Sailing to New Zealand

The New Zealand Company was accordingly founded on 3 May 1839 with a capital of 100,000 pounds. Three days later after a farewell speech by William Hutt as chairman of the gathering, Edward Gibbon, Wakefield's younger brother (36 year old Colonel William Wakefield) set sail for New Zealand on the Tory as the Company's principle agent. William Wakefield had instructions to acquire from the Maori 110,000 acres of flat and fertile land in easy reach of a safe harbour, prepare for the early arrival of a body of settlers from England and then acquire as much land as possible to 'keep off land-sharks and squatters'. (The Tory left very hurriedly to beat the race against Sydney land speculators and other colonisation schemes under way in England and France, and in defiance of the Colonial Office and in contempt of the House of Commons who were planning to stop them.)

Arriving in Wellington

The Tory arrived in Wellington Harbour (Te Whanganui a Tara) on 20 September 1839 and the flat river valley of the Heretaunga (Hutt) became the focus for the initial site of the town of Wellington. In 1839 the Heretaunga River was renamed Hutt by William Wakefield after the founding member, director and chairman of the New Zealand Company, Sir William Hutt.

The confusion begins...

As the first settlement on the Petone foreshore and on the banks of the Hutt River was called Britannia, those living further north were distinguished by being referred to as living "up the Hutt". Thus, when E J Wakefield visited settlers at Britannia on the banks of the river during the winter of 1840 he referred to "visiting my friends up the Hutt".  

As the number of settlers increased this general description of "the Hutt" proved to be too vague.

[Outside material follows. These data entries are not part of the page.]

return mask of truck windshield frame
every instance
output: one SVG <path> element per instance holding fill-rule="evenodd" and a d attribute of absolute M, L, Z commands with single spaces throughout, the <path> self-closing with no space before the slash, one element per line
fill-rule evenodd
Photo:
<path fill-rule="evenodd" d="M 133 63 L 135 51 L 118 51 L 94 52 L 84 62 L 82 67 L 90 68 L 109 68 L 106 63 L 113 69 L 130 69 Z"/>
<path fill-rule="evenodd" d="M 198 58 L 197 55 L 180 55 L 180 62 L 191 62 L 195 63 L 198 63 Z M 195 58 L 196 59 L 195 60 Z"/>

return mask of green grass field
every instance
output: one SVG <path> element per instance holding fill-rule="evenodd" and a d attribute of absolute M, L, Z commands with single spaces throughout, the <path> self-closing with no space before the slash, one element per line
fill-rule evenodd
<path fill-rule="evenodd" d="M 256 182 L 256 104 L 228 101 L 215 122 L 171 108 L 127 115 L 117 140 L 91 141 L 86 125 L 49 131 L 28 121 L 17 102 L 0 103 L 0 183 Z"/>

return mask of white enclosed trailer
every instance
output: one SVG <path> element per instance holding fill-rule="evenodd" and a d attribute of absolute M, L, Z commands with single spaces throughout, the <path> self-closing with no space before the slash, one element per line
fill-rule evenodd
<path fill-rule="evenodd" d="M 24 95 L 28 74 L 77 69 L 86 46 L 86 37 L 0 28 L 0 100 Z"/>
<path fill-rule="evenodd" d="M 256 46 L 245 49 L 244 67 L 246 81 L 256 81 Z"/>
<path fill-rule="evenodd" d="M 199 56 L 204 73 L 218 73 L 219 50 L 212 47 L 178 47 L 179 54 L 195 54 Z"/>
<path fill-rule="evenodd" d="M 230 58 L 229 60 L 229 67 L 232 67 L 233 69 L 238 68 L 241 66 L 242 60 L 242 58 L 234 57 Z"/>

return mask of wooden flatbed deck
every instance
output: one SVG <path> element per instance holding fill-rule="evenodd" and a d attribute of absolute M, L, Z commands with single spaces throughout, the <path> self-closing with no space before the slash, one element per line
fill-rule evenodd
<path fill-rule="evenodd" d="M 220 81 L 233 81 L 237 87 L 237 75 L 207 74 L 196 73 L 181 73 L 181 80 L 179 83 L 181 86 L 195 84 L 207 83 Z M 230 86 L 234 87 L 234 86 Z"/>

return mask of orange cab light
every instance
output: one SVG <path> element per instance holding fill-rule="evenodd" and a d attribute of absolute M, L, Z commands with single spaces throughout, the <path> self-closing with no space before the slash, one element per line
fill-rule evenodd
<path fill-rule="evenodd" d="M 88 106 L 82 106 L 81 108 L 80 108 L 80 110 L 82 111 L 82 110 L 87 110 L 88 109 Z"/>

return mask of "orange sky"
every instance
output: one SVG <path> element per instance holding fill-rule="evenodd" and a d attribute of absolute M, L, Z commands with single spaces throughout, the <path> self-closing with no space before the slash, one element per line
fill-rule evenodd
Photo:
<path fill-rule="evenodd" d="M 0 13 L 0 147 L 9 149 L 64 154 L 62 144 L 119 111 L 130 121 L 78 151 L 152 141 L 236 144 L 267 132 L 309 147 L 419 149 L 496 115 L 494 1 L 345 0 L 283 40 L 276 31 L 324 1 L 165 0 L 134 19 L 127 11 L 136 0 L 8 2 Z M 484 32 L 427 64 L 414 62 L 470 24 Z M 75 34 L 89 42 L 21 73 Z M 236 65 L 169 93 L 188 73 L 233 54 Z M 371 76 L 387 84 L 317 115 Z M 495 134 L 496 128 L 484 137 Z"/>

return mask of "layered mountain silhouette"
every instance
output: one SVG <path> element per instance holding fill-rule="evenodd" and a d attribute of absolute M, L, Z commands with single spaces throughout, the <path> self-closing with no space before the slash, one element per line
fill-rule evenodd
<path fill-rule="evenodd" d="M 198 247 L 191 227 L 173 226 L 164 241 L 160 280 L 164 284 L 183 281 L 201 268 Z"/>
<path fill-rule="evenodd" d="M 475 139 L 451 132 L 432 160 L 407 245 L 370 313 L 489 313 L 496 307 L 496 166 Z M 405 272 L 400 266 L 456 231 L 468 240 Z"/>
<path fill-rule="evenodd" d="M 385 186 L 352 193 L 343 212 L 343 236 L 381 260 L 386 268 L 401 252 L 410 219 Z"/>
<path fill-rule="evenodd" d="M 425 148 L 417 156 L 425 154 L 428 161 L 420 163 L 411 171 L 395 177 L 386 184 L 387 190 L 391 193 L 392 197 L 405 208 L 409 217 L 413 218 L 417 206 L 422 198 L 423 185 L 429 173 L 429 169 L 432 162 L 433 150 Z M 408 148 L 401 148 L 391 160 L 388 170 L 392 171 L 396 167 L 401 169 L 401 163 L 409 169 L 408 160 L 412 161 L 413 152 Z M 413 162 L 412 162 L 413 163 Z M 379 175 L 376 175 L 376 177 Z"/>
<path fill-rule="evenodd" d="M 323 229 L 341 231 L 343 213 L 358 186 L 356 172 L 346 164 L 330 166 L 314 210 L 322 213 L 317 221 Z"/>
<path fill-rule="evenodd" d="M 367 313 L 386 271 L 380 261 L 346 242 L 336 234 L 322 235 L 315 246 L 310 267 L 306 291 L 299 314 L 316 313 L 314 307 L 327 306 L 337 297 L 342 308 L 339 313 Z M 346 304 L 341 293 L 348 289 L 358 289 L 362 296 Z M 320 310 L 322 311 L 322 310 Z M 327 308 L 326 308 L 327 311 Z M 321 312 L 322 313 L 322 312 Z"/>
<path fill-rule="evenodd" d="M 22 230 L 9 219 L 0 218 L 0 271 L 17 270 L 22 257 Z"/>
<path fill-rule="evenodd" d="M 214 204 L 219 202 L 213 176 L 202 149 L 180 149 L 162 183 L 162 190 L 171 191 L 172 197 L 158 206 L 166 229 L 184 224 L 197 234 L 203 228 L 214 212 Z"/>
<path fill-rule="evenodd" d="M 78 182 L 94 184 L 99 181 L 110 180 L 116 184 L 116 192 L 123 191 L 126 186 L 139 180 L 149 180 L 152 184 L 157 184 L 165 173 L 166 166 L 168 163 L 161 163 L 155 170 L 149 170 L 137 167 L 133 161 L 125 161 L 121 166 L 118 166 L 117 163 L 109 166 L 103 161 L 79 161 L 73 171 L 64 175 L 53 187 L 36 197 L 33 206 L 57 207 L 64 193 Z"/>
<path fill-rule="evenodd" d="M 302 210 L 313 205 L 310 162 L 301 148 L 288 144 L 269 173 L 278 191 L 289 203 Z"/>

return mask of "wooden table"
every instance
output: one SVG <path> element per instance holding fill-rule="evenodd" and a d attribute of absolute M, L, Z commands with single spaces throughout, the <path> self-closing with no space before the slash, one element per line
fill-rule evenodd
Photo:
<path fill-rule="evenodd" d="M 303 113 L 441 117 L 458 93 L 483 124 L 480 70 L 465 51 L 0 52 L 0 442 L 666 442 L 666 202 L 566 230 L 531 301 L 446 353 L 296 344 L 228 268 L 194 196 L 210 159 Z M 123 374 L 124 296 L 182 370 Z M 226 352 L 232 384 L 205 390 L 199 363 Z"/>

People began to refer to those living on the Upper or Lower Hutt. Accordingly, S C Brees, describing the little hamlet of Aglionby, stated in the mid-1840s that it was sited "in the Lower Hutt". The names of the two hamlets, Aglionby or Richmond, failed to take permanent root as the basis for the city's present name. Instead variations on the name "Hutt" proliferated. The present city district was indiscriminately referred to by Brees as Lower Hutt, the Lower District of the Hutt and the Hutt. This confusion continued for decades. To some extent it still continues today, the city being variously referred to as the Hutt, Lower Hutt or Hutt City. It was the Post Office which began to enforce a certain uniformity. The postmark used in 1874 read The Hutt. In the mid-1880s this was changed to Hutt. The name became Lower Hutt on 1 December 1910 and finally, following local body amalgamation on 1 November 1989, became Hutt City on 8 October 1991. This was designed to distinguish Lower Hutt from Upper Hutt City. Thus the City was named after the river, not after Sir William Hutt. Only the river can claim to have been named after that British member of Parliament. Further to this, it is interesting to note that Sir William Hutt never visited New Zealand.

N.B. The name of the area is still Lower Hutt according to the New Zealand Geographic Board. It's the local body name, not the locality name, that changed from Lower Hutt to Hutt City.

Sir William Hutt  

Sir William Hutt was born in 1791 in Lambeth, Surrey, and educated privately at Ryde, Isle of Wight, and Camberwell. Matriculating from St Mary Hall, Oxford, he entered Trinity College, Cambridge where he graduated BA (1827) and MA (1831). He married (1831) Mary, daughter of J Milner and dowager countess of Strathmore. Hutt was MP for Hull (1832-41) and for Gateshead (1841-74). A free-trader and much interested in colonial affairs, he was a member of the select committee on colonial lands (1836) He was a commissioner for the foundation of South Australia, a member of the New Zealand Association (1837) and of the select committee on New Zealand (1840). After the New Zealand Bill was thrown out in 1838 Hutt helped form the New Zealand Land Company, amalgamating the interests of the New Zealand Company, the New Zealand Colonisation Society and the old New Zealand Company in 1825. He was later a director and chairman. In 1859 he was vice-president of the Board of Trade (KCB 1865). He died on 24 November 1882. His first wife (who died 1860) left him mining properties worth 18,000 pounds a year. He married again (1861) a daughter of the Hon Sir James Francis Stanhope.